Provision of information held by Northumbria Police made under the Freedom of Information Act 2000 (the 'Act')
As you may be aware the purpose of the Act is to allow a general right of access to information held at the time of a request, by a Public Authority (including the Police), subject to certain limitations and exemptions.
In response to the rising number of detentions by police under Section 136, many forces have introduced Triage schemes with Health partners.
These can be schemes where a health professionals attends incidents concerning mentally ill people in a police car with a police officer.
Alternatively there can be a mental health professional working in a force control room advising officers before they exercise their power to detain using this section.
There may be other variations which also are described as Triage schemes.
You may have created an alternative to a Triage scheme such as training a limited number of officers to a higher level to deal with such incidents. These are often called Crisis Intervention Teams.
I would like to know whether your force has any such Triage scheme. If you have can you tell me:
- What form/s it takes.
- When it started and if it is not running at present, when it finished.
- What coverage it has ie 24 hours a day 7 days a week, or 12 hours a day 4 days a week etc.
- Has your scheme been evaluated and if so is it possible for me to have a copy of the evaluation.
- If you do not have a Triage scheme do you have an alternative and if so could you briefly describe it.
We have now had the opportunity to fully consider your request and I provide a response for your attention.
Following receipt of your request, searches were conducted with the Safeguarding Department of Northumbria Police. I can confirm that the information you have requested is held by Northumbria Police.
I am able to disclose the located information to you as follows.

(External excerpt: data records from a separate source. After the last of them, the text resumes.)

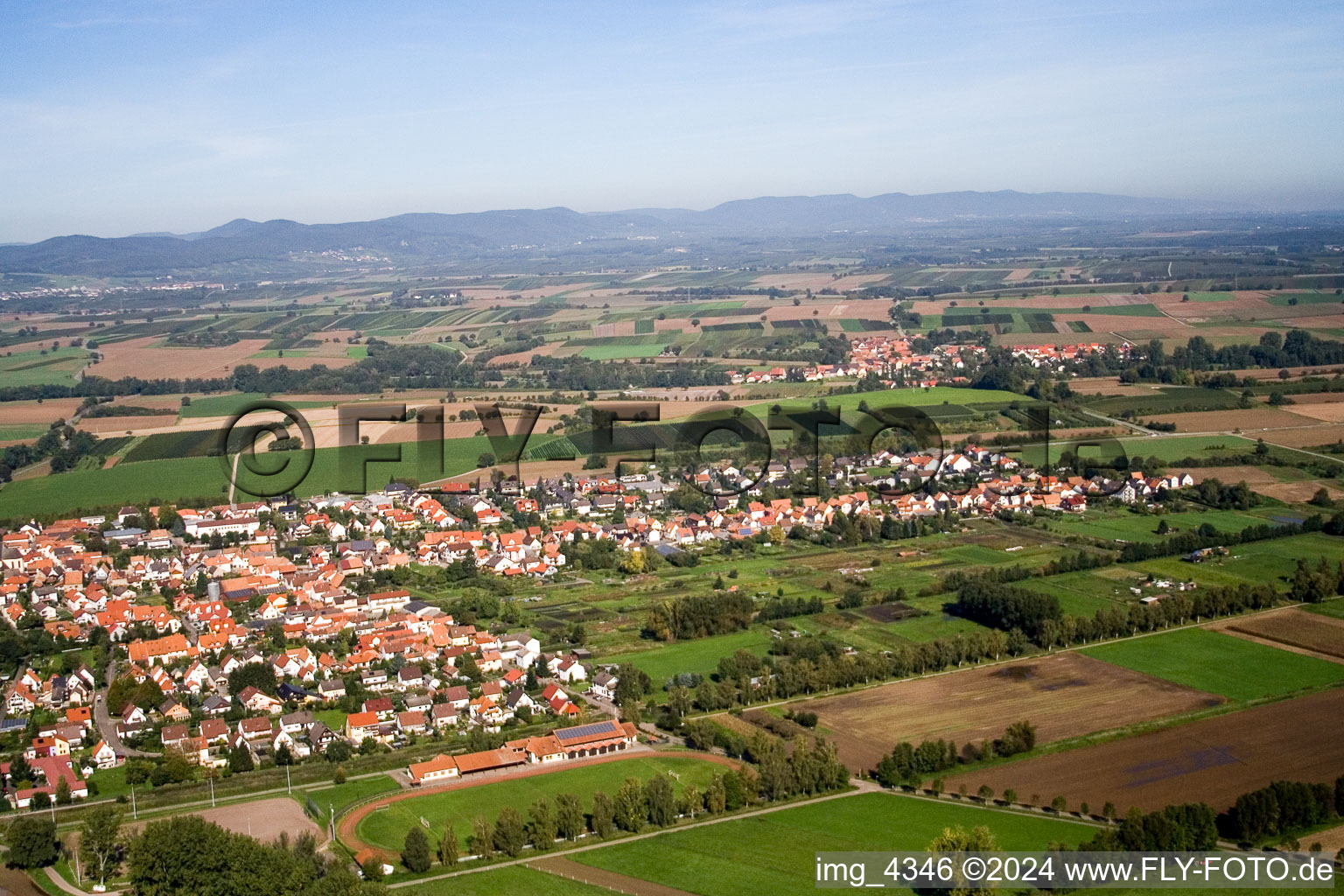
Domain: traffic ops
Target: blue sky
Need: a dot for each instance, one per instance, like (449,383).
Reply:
(180,116)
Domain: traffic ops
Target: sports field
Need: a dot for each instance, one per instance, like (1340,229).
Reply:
(386,826)
(515,880)
(1213,760)
(773,853)
(42,367)
(1219,664)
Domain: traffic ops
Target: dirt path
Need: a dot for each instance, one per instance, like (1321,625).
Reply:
(609,878)
(15,883)
(347,825)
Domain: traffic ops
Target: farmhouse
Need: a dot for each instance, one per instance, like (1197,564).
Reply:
(596,739)
(441,767)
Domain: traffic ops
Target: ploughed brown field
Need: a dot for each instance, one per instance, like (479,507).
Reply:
(1213,760)
(1239,419)
(1065,696)
(1293,629)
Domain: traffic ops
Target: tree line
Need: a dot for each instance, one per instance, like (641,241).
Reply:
(1283,808)
(907,763)
(699,615)
(634,806)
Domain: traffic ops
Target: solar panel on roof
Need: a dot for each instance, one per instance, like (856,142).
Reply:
(586,731)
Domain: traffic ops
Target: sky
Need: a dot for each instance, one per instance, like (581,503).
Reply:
(172,116)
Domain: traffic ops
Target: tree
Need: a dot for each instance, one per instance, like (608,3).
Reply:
(416,850)
(240,760)
(20,773)
(956,840)
(448,850)
(543,828)
(137,771)
(569,816)
(483,837)
(100,841)
(32,843)
(604,815)
(662,801)
(338,750)
(509,833)
(631,808)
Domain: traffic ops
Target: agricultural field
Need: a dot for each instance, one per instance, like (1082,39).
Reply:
(1065,696)
(1294,629)
(1219,664)
(1213,760)
(385,828)
(773,853)
(699,655)
(39,367)
(1128,526)
(514,878)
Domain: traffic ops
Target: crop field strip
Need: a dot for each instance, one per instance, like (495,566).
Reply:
(1065,696)
(1213,760)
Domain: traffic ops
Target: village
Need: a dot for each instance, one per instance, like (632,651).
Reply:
(235,586)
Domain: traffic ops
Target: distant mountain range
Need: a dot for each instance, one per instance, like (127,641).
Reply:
(421,240)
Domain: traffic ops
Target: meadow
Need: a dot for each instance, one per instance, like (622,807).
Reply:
(203,477)
(1219,664)
(386,828)
(515,878)
(773,853)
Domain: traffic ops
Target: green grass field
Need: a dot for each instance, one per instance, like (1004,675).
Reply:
(515,880)
(773,853)
(1219,664)
(231,403)
(203,477)
(340,795)
(1138,527)
(699,655)
(1334,609)
(903,398)
(17,431)
(1167,449)
(42,367)
(617,351)
(388,828)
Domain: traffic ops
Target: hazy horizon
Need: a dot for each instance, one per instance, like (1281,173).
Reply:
(153,117)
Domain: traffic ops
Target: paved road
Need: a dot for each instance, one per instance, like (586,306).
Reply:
(107,724)
(70,888)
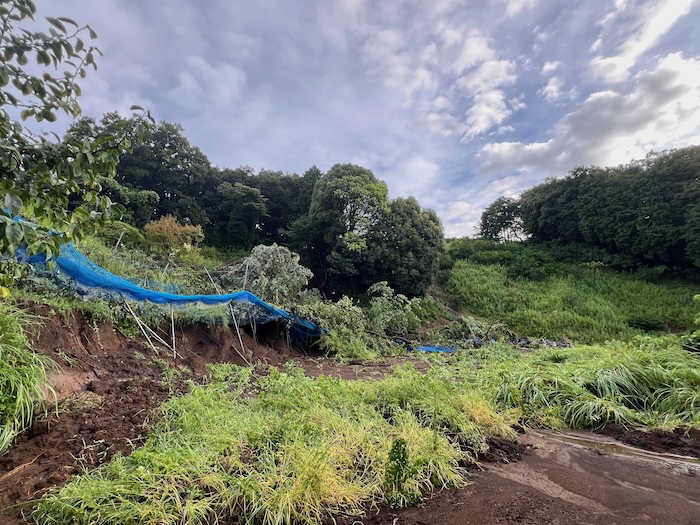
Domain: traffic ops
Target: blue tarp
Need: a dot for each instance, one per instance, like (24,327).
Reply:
(436,349)
(87,274)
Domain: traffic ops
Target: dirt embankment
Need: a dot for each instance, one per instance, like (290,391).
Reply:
(108,387)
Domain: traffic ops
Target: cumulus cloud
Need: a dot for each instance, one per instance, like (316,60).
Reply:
(552,91)
(451,101)
(645,27)
(612,127)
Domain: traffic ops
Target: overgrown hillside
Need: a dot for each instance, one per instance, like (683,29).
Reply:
(533,294)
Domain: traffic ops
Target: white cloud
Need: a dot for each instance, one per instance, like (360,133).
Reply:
(203,86)
(609,127)
(489,75)
(513,7)
(550,67)
(489,109)
(552,91)
(648,25)
(475,50)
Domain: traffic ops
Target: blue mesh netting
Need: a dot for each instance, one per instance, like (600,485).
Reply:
(88,275)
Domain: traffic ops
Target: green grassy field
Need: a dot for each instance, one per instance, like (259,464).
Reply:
(585,305)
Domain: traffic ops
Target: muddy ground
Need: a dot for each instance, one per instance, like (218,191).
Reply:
(108,387)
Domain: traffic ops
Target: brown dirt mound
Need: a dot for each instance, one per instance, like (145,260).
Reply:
(107,387)
(682,442)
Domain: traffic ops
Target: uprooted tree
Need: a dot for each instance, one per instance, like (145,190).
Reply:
(52,181)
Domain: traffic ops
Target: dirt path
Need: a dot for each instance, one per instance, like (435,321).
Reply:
(110,386)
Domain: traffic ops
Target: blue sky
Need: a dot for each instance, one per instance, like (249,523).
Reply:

- Northumbria Police run a model whereby a police officer and mental health nurse go out on patrol together in an unmarked vehicle. This enables them to provide a face to face service to help people who find themselves in crisis as well as speaking and offering direct advice over the phone. They also provide assistance and guidance to front line officers on any issues around mental health including s135 warrants, safe & well checks and missing persons.
- Street triage was first launched in September 2014 covering the areas of Gateshead, South Tyneside and Sunderland; following its success it was extended to cover the whole force also comprising Northumberland, North Tyneside and Newcastle in July 2015 and continues to operate.
- There are two teams operating across the force everyday between the hours of 1000 – 0300. (On public holidays there is only 1 team). Outside of these hours officers can contact the crisis team whom have a 24/7 single point of access for advice. Referrals to street triage are only permissible via the police control room; GPs, ambulance service etc are not allowed to contact the team directly and use them as a short cut to access mental health services.
- The scheme was independently evaluated by Newcastle University in 2016 and subsequently published in the British medical Journal (open) edition. Negotiations are currently on-going for a further evaluation with a focus on the service user experience.